Jan Rajnoch (born 30 September 1981) is a Czech former professional footballer who played as a centre-back or defensive midfielder.

== Club career ==
Rajnoch's career started at AC Sparta Prague's youth academy, playing with prominent Czech talents Tomáš Hübschman and Tomáš Jun. However, he never made an appearance for the senior team. After spells at Bohemians Praha and 1. FC Slovácko he joined Czech Gambrinus liga outfit FK Mladá Boleslav in September 2006. Here he quickly established himself as a key player and became an integral part of the team, playing an important role in their UEFA Cup campaign wins against Olympique de Marseille and Palermo. In the 2007–08 season, he was made captain.

=== Switch to Germany ===
On 7 January 2009, Rajnoch made a loan move to German side FC Energie Cottbus where he played out the rest of the season making 10 appearances in the Bundesliga. However Cottbus could not avoid relegation and Rajnoch returned to Boleslav.

=== Turkey ===
Rajnoch moved to Turkish Süper Lig outfit MKE Ankaragücü in 2010 on a three-and-a-half-year contract. He scored an own goal against Galatasaray on 2 October 2011 which became Galatasaray's 3000th goal in league history.

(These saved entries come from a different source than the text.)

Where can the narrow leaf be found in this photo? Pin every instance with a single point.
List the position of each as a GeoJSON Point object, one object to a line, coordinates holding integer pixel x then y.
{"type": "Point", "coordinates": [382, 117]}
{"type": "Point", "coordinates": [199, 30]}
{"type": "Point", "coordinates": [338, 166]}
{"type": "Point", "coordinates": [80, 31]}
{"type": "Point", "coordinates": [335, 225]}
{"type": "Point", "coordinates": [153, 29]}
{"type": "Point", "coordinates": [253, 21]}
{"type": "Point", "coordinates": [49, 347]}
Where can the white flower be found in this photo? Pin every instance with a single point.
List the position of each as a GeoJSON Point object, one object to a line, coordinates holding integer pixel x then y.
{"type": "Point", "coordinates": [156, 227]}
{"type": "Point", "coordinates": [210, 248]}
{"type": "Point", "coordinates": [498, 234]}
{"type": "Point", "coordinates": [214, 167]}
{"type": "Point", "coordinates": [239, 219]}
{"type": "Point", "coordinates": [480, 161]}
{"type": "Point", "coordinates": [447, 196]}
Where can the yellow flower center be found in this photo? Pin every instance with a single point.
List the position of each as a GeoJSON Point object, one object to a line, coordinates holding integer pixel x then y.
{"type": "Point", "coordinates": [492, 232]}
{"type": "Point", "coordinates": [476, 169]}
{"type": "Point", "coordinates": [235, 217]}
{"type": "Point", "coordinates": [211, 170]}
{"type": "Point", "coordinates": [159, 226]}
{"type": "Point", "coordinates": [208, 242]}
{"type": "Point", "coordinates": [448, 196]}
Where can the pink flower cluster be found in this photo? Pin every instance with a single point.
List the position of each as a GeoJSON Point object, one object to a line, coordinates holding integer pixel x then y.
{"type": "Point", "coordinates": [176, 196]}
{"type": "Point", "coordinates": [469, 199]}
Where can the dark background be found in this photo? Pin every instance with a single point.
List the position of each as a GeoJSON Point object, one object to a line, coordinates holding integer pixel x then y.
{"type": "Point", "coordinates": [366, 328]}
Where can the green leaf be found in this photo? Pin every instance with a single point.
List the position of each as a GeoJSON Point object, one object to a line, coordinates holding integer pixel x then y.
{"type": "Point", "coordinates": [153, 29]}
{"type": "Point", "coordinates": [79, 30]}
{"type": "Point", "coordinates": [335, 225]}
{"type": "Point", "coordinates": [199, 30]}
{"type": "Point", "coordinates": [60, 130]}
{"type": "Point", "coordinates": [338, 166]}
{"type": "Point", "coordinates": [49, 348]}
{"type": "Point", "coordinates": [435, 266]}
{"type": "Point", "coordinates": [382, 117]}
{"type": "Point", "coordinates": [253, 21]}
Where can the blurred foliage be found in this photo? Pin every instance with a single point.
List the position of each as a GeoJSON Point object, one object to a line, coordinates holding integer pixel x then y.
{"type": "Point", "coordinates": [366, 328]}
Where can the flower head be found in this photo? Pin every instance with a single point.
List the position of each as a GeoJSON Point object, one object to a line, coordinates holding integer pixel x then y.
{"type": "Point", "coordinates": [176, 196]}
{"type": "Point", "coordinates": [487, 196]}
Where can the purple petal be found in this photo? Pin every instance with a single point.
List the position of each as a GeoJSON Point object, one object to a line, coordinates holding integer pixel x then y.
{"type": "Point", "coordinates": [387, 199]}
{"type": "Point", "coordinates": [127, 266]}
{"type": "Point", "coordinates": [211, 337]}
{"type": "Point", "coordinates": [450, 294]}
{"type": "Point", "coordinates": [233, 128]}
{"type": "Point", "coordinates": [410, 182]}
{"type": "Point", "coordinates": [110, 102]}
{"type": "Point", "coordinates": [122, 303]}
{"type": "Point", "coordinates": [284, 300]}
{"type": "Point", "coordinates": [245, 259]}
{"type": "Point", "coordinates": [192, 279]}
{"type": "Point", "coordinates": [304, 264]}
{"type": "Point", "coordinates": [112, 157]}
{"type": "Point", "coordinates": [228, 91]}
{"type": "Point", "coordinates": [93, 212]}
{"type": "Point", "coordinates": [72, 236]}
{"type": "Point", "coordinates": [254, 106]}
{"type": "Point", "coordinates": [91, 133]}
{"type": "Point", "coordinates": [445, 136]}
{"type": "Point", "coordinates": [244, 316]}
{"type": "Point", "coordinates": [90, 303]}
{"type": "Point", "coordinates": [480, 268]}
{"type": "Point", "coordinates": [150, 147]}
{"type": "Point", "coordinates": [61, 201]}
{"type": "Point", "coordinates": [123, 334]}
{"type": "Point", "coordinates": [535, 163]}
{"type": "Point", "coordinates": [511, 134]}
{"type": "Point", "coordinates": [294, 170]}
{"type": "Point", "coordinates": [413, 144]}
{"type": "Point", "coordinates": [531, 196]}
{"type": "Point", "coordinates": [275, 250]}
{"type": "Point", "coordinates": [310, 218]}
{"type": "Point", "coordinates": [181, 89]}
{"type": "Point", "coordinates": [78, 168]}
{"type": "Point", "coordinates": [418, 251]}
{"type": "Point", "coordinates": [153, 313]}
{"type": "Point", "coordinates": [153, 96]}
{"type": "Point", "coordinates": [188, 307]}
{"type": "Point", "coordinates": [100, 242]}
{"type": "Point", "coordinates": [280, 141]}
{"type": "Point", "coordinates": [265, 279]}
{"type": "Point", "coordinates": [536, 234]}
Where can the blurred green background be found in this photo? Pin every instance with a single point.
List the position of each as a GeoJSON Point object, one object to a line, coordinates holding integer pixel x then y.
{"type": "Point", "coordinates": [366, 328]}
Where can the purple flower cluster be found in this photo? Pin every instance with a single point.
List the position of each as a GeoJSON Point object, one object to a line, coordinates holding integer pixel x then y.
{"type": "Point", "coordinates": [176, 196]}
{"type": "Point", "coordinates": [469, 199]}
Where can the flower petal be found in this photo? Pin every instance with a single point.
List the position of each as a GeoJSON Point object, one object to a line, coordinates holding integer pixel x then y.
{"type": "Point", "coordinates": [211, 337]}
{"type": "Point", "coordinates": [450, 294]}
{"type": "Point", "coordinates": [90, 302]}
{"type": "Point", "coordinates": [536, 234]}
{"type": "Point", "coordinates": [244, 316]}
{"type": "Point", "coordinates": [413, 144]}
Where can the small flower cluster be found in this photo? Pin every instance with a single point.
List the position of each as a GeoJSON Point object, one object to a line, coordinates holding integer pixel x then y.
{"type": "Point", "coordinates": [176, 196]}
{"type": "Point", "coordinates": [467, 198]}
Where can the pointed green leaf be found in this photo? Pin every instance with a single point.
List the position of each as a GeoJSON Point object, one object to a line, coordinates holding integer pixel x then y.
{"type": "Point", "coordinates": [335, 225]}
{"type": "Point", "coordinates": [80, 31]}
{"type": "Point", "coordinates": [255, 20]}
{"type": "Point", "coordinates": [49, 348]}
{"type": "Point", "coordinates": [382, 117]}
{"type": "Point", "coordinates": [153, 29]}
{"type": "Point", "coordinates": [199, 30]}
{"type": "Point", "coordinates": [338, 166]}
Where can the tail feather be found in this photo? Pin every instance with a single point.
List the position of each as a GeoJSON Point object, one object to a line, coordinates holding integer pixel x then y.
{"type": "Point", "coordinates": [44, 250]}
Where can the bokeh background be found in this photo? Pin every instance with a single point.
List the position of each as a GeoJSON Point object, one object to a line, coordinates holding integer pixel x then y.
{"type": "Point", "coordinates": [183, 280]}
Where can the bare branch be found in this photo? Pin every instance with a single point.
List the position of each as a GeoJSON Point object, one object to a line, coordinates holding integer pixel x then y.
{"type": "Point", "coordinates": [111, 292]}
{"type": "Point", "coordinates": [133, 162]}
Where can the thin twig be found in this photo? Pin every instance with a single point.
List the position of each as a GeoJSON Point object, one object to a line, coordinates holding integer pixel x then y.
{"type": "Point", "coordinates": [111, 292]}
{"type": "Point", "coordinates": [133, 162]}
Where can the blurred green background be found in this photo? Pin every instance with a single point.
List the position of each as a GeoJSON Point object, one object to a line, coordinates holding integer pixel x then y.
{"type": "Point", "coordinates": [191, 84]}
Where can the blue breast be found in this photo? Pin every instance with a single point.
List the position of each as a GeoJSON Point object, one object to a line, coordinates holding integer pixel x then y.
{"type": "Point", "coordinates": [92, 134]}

== International career ==
Rajnoch played for the Czech Republic national team. He made his international debut on 20 August 2008 in a friendly against England at Wembley Stadium where he came on as a substitute for Radoslav Kováč in the 76th minute. The game ended in a 2–2 draw.

== Style of play ==
He played as a defender or sometimes as a defensive midfielder.